Turning the radio dial a little bit more - making the radio dials line up to shut the contraption off - he looked into the rearview mirror. He knew he looked exactly the same as his father, and his father's father. But he also looked the same as the grocer at the corner store he always visited, and Dmitri, his next door neighbor. He had seen countless other strangers on the street, in the stores, at work, who looked near exactly the same as he did. The same unruly black hair; the same steely gray eyes. And he would have questioned why, had he the capacity to.
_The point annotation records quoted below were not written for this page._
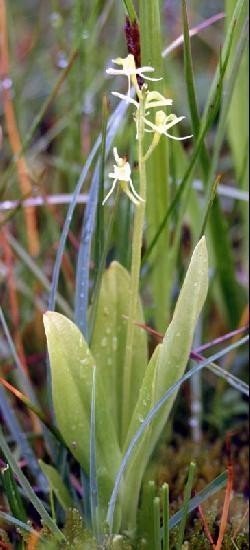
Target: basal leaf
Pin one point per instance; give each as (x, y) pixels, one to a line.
(166, 366)
(109, 340)
(57, 485)
(72, 377)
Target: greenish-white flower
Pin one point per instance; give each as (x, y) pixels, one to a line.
(122, 174)
(130, 70)
(163, 123)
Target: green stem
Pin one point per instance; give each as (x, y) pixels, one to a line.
(135, 273)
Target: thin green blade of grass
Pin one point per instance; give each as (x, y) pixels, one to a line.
(213, 487)
(157, 167)
(146, 525)
(130, 10)
(232, 292)
(84, 256)
(57, 486)
(17, 523)
(187, 497)
(101, 267)
(217, 226)
(93, 471)
(37, 272)
(20, 438)
(189, 77)
(18, 373)
(100, 229)
(88, 227)
(165, 516)
(234, 381)
(12, 493)
(237, 119)
(30, 494)
(157, 524)
(209, 205)
(151, 415)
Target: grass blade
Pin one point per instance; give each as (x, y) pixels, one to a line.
(165, 516)
(151, 415)
(218, 483)
(20, 438)
(157, 165)
(157, 530)
(187, 496)
(30, 494)
(92, 470)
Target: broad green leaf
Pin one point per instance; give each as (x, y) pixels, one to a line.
(72, 375)
(109, 340)
(166, 366)
(57, 485)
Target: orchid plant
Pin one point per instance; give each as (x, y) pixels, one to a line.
(109, 384)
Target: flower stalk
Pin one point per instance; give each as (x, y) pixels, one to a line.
(135, 267)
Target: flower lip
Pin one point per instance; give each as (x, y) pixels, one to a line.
(122, 173)
(130, 70)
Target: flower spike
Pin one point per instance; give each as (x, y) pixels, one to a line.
(161, 126)
(122, 173)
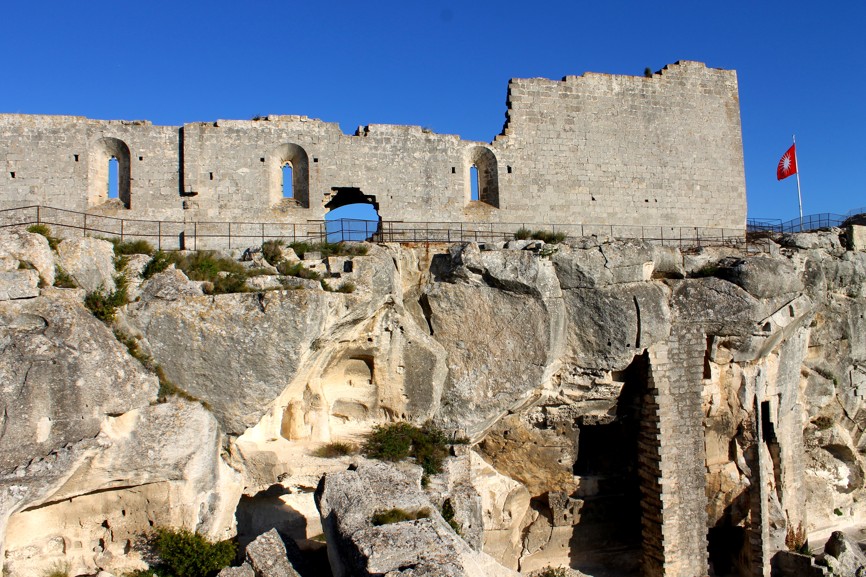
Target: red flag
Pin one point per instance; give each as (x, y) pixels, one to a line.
(788, 163)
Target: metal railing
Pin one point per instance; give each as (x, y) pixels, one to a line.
(195, 235)
(805, 224)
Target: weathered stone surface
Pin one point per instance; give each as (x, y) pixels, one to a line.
(32, 250)
(160, 465)
(62, 372)
(844, 556)
(267, 556)
(19, 284)
(347, 502)
(763, 276)
(88, 260)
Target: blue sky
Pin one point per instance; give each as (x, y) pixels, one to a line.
(445, 65)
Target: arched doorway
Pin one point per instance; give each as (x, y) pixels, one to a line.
(109, 173)
(352, 216)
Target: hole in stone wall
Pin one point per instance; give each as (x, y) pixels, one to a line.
(352, 216)
(607, 466)
(288, 190)
(726, 548)
(113, 184)
(473, 182)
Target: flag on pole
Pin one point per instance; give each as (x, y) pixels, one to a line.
(787, 164)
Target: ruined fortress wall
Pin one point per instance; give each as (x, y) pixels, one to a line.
(638, 151)
(236, 166)
(62, 161)
(598, 149)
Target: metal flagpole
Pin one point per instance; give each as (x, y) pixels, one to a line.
(799, 195)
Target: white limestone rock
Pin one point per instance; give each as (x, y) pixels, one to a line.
(88, 260)
(428, 546)
(32, 250)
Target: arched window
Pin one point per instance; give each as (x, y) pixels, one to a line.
(473, 183)
(289, 174)
(113, 185)
(288, 184)
(109, 177)
(482, 183)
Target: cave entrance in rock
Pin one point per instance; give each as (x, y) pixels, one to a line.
(352, 216)
(727, 551)
(607, 537)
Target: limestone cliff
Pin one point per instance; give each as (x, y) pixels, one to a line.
(632, 408)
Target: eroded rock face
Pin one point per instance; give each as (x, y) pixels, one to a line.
(90, 261)
(347, 502)
(561, 363)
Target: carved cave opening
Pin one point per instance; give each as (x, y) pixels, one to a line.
(352, 216)
(607, 536)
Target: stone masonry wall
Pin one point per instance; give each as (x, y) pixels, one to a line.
(658, 153)
(676, 372)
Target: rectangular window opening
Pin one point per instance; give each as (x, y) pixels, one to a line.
(288, 188)
(113, 185)
(473, 182)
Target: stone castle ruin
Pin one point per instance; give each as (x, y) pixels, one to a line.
(644, 154)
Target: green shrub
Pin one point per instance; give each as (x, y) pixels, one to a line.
(231, 283)
(427, 445)
(551, 572)
(823, 423)
(297, 269)
(330, 248)
(104, 304)
(182, 553)
(128, 247)
(206, 265)
(59, 569)
(45, 231)
(548, 236)
(272, 251)
(157, 263)
(397, 515)
(448, 514)
(63, 279)
(336, 449)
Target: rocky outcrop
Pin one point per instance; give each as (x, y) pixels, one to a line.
(602, 385)
(265, 557)
(347, 502)
(90, 261)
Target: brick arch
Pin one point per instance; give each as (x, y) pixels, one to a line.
(488, 175)
(296, 156)
(101, 152)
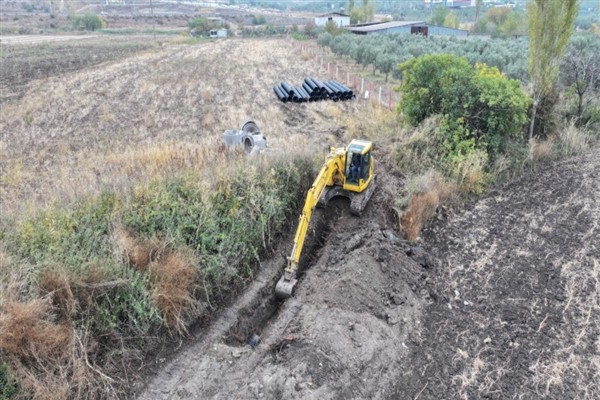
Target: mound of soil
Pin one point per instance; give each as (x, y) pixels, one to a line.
(502, 301)
(346, 333)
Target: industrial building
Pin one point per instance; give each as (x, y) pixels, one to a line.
(406, 27)
(339, 19)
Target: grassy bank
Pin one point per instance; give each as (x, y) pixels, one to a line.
(88, 290)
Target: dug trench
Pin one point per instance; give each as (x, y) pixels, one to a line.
(500, 300)
(345, 333)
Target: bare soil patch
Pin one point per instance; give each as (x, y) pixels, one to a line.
(518, 289)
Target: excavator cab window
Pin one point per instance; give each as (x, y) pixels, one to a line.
(366, 166)
(353, 167)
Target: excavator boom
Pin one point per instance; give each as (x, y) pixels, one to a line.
(331, 179)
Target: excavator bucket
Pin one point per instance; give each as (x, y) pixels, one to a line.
(285, 287)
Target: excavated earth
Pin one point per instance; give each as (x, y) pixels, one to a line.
(500, 301)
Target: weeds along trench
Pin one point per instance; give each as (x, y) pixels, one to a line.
(264, 306)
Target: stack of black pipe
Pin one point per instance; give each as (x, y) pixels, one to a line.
(313, 89)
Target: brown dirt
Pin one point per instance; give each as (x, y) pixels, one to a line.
(346, 333)
(504, 302)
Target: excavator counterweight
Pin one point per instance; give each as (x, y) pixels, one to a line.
(347, 172)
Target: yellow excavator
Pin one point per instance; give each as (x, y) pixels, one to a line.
(347, 172)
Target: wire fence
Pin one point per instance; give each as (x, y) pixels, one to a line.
(365, 89)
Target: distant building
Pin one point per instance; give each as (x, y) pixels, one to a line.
(406, 27)
(339, 19)
(450, 3)
(218, 33)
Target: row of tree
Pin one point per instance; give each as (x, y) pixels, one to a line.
(558, 61)
(384, 52)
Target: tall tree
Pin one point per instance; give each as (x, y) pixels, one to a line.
(551, 23)
(478, 4)
(580, 70)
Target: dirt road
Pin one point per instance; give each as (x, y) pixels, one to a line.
(35, 39)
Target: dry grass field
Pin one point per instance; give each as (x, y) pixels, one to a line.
(103, 122)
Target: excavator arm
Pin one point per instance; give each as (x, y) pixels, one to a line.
(333, 167)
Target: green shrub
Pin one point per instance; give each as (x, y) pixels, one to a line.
(202, 26)
(258, 19)
(481, 108)
(86, 22)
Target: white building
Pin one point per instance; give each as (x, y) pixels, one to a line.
(339, 19)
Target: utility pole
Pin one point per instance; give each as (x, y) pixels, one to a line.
(153, 22)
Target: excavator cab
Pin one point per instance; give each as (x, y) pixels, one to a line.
(358, 167)
(347, 172)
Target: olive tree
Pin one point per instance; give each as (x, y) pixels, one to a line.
(551, 23)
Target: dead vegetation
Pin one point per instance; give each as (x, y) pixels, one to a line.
(173, 278)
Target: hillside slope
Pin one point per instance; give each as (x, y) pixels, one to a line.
(518, 277)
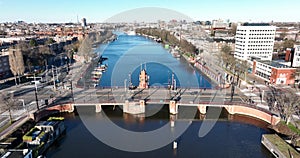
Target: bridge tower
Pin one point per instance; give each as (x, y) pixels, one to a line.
(144, 80)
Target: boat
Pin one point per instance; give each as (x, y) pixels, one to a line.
(131, 33)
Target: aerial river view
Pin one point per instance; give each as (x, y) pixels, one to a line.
(231, 136)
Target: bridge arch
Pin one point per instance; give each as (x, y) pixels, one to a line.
(253, 112)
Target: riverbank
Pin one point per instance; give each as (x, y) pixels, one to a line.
(278, 147)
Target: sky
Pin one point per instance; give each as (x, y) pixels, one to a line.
(61, 11)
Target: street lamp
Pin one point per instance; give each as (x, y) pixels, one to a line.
(72, 91)
(36, 99)
(54, 86)
(24, 106)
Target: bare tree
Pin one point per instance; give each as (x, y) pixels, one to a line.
(13, 64)
(16, 63)
(85, 48)
(9, 103)
(287, 102)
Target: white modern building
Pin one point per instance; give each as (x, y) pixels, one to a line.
(296, 57)
(254, 40)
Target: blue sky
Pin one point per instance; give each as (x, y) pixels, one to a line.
(100, 10)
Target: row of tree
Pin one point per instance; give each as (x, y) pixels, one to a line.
(168, 37)
(237, 67)
(93, 38)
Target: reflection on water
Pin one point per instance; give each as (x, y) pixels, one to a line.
(232, 136)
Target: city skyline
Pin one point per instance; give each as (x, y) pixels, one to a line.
(99, 11)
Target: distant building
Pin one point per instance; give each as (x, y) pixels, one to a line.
(274, 72)
(4, 66)
(219, 25)
(83, 24)
(254, 40)
(293, 55)
(18, 153)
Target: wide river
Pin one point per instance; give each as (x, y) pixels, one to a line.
(230, 136)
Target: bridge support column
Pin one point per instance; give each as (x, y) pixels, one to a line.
(98, 108)
(173, 107)
(142, 106)
(230, 109)
(202, 109)
(134, 108)
(173, 118)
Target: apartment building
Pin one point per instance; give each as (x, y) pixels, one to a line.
(4, 66)
(274, 72)
(254, 40)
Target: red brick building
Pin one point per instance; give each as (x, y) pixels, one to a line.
(274, 72)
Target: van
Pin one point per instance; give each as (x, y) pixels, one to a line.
(35, 82)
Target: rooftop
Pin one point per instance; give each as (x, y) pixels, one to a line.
(15, 153)
(256, 24)
(275, 64)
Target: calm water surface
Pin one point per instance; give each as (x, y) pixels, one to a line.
(232, 136)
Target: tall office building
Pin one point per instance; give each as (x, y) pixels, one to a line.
(254, 40)
(83, 24)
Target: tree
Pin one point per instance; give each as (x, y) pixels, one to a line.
(50, 41)
(284, 33)
(287, 102)
(288, 44)
(233, 28)
(226, 49)
(9, 103)
(85, 48)
(33, 43)
(16, 63)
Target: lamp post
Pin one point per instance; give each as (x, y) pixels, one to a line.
(36, 99)
(54, 86)
(24, 106)
(72, 91)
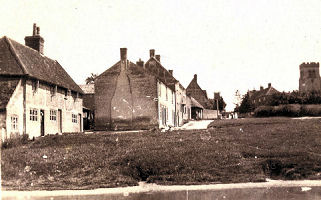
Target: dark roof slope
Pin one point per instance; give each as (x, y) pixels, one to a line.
(155, 68)
(264, 92)
(194, 85)
(7, 87)
(27, 61)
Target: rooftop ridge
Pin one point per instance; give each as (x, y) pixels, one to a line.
(15, 55)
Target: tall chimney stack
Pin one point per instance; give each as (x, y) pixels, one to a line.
(35, 41)
(158, 58)
(140, 63)
(123, 53)
(34, 32)
(151, 53)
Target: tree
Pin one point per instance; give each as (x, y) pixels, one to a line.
(221, 104)
(237, 100)
(91, 78)
(246, 105)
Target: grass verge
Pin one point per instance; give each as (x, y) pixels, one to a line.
(228, 151)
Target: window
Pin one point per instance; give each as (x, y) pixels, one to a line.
(14, 123)
(53, 115)
(167, 114)
(74, 118)
(53, 90)
(172, 97)
(35, 85)
(166, 94)
(33, 114)
(159, 89)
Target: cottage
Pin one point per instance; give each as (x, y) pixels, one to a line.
(132, 96)
(89, 105)
(195, 91)
(37, 96)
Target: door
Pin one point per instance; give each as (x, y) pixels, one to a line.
(42, 122)
(80, 124)
(59, 121)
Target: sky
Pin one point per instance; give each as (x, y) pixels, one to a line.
(230, 44)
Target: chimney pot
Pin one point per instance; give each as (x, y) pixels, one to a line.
(152, 52)
(123, 53)
(140, 63)
(35, 41)
(158, 58)
(34, 31)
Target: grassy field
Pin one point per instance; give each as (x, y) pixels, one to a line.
(229, 151)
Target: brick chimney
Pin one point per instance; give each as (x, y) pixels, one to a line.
(123, 53)
(140, 63)
(151, 52)
(35, 41)
(158, 58)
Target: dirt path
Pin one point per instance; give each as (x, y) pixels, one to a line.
(191, 125)
(143, 188)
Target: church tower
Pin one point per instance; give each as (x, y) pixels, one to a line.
(309, 77)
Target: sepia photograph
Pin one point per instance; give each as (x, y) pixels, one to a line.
(160, 99)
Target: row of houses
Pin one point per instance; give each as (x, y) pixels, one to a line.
(129, 96)
(38, 97)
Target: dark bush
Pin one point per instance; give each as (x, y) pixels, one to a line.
(15, 141)
(311, 110)
(263, 111)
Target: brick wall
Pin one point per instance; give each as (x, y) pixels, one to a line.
(105, 86)
(124, 97)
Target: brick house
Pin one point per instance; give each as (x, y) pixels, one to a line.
(181, 111)
(88, 105)
(37, 96)
(262, 96)
(132, 96)
(195, 91)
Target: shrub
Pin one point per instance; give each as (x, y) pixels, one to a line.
(263, 111)
(311, 110)
(15, 141)
(289, 110)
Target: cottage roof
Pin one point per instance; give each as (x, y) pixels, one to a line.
(193, 84)
(17, 59)
(88, 88)
(155, 68)
(195, 103)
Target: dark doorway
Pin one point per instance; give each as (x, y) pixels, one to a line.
(42, 122)
(59, 121)
(80, 124)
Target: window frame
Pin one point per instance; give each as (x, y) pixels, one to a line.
(14, 123)
(33, 114)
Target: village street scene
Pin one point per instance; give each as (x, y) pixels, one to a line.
(160, 100)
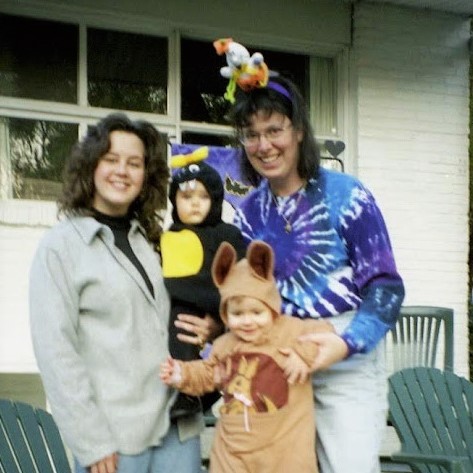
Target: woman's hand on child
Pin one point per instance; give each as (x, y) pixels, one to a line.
(170, 372)
(106, 465)
(332, 349)
(295, 368)
(202, 330)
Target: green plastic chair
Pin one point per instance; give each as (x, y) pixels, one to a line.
(29, 440)
(432, 412)
(414, 341)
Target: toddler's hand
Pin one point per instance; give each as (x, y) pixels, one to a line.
(295, 368)
(170, 372)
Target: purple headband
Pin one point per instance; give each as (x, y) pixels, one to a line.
(279, 88)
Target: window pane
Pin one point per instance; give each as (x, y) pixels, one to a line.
(38, 59)
(34, 152)
(203, 87)
(127, 71)
(208, 140)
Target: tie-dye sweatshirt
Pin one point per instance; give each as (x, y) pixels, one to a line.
(336, 258)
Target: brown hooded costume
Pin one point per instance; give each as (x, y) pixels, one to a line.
(266, 425)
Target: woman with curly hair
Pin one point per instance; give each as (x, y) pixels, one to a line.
(99, 308)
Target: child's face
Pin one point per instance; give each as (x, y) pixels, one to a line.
(193, 203)
(248, 318)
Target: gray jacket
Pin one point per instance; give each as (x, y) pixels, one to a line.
(99, 338)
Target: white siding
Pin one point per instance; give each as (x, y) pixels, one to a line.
(411, 74)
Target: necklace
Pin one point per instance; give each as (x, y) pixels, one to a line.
(288, 225)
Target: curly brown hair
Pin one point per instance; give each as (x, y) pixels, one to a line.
(78, 182)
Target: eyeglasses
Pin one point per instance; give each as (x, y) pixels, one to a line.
(251, 139)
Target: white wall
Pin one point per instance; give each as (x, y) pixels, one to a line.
(411, 69)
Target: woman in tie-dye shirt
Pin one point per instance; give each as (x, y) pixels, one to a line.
(333, 260)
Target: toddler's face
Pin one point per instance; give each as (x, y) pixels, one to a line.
(248, 318)
(193, 203)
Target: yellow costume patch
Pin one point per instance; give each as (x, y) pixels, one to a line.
(182, 254)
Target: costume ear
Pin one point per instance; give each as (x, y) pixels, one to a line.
(223, 261)
(260, 257)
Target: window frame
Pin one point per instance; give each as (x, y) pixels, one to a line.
(40, 212)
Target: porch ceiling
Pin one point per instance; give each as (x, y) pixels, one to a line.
(463, 7)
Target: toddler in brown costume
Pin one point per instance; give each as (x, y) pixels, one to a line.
(266, 422)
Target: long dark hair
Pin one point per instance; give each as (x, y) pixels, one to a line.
(270, 100)
(78, 183)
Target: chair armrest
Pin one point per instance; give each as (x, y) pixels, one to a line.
(453, 464)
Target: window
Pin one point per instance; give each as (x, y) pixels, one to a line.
(36, 157)
(56, 89)
(127, 71)
(35, 63)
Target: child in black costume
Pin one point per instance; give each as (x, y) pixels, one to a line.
(188, 249)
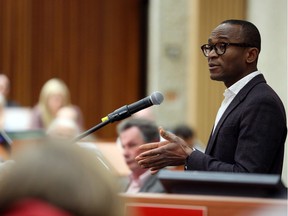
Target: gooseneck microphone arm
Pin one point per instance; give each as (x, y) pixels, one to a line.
(125, 111)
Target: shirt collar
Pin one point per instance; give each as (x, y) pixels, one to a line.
(236, 87)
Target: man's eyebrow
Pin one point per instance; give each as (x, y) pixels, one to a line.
(220, 37)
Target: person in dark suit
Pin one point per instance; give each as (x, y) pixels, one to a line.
(132, 133)
(250, 128)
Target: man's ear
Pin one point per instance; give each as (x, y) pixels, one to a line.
(252, 55)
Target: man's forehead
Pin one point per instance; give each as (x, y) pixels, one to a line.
(226, 32)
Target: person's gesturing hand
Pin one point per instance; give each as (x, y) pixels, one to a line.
(171, 152)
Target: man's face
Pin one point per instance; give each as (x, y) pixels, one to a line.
(131, 139)
(231, 66)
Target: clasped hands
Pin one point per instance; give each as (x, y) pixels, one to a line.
(171, 152)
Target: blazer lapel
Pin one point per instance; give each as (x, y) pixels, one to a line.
(236, 101)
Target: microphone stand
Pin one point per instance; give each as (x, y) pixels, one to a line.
(91, 130)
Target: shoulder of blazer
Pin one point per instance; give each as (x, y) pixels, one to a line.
(250, 85)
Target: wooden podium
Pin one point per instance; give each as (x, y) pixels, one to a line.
(149, 204)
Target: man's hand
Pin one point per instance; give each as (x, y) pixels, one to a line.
(171, 152)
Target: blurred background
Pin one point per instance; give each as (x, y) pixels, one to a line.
(111, 53)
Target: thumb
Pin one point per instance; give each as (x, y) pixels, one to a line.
(167, 135)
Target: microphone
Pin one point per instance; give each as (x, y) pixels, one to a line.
(125, 111)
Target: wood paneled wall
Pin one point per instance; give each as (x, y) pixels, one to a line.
(93, 45)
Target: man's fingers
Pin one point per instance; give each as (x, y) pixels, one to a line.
(167, 135)
(148, 146)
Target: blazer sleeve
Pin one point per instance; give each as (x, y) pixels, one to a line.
(260, 133)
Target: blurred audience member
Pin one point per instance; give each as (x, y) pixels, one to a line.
(2, 111)
(53, 96)
(58, 180)
(134, 132)
(5, 90)
(63, 129)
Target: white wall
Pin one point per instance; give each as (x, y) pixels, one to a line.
(271, 19)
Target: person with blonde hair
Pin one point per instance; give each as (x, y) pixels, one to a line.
(53, 96)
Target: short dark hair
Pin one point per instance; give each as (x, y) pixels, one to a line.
(148, 128)
(251, 34)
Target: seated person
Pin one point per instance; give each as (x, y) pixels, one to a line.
(132, 133)
(5, 90)
(52, 179)
(53, 96)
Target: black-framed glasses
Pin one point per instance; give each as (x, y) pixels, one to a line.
(220, 47)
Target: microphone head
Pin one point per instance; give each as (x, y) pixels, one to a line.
(156, 98)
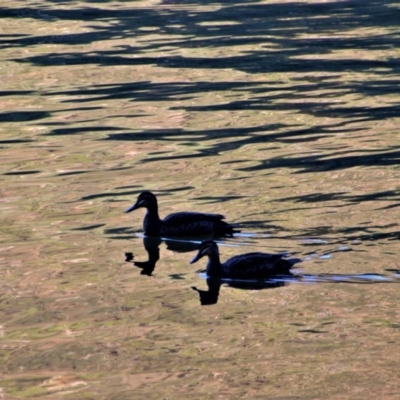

Toby continued on his way to church. He would kneel for three hours, to chant to a nameless, faceless god who meant the same to his neighbor as it did to him.

He didn't think he was okay with that, but then his car passed under one of the sensors and he forgot what he might have been thinking about in the first place.


Instead of their own dreams, they dreamed a pre-determined dream. In them, sheep jumped over painted white fences; children swung on swings; images of sunsets on beaches, the hills in Ireland, the Eiffel Tower in France. These were images of a world forgotten since. He supposed there must have been a time when he was free, though he didn't remember it, save when he was asleep.

Toby never told anyone, but he didn't share the same dreams as they did. Only once in a great while did he dream of the forests of the Amazon; the plains of Tuscany.

He dreamed of the face of God. He dreamed of his parents dying. The cities of his boyhood - Dublin, Berlin, Vienna - would turn to ashes behind his eyelids. All the news that had been there before - genocide in Rwanda, Darfur; the Holocaust; 9/11. All the things that he had once absorbed from the pages of history books. All the things he had witnessed.

He even remembered once, when they had different faces, different smiles, different bodies, different hearts. In his heart of hearts, lying in the pitch black, he would remember that he, too, had had a life.

When he would awake sweat-soaked and choking, he would roll over and press his flesh to his wife's, fighting a wave of nausea. He was never sure why he felt that way.

And when he did, he'd dream a dreamless sleep. His wife always had been a bit of a bore. Or had she? Toby couldn't remember. Some days, he didn't even remember his own age.


Toby woke that morning with a raging headache and watched a strange light waltz across the walls. He placed his arm across his forehead and sighed. Twisting his wrist so his fingers pushed against his right temple in a staccato beat, he could feel the ibuprofen241 beginning to leak into his system. When the correct code was tapped on a certain part of the body, the medicine needed would flood through the system. Pre Bubble, this system had been restricted to diabetics, cancer patients and HIV/AIDS patients. Toby never understood why they called them "patients". When my mum'd take me to the clinic, I was never patient...

But instead of forgetting what he had just thought, Toby retained the information. As he lay there, he mulled it over in his mind.

"I'm thinking," he said out loud, with traces of an Irish accent springing into his throat. "I know how to do this."

In the white bed, grey eyes focused on the flickering ceiling.

I'm alive.

He vaulted off the uncomfortable mattress, threw back the drapes, and watched America's Atlantis burn.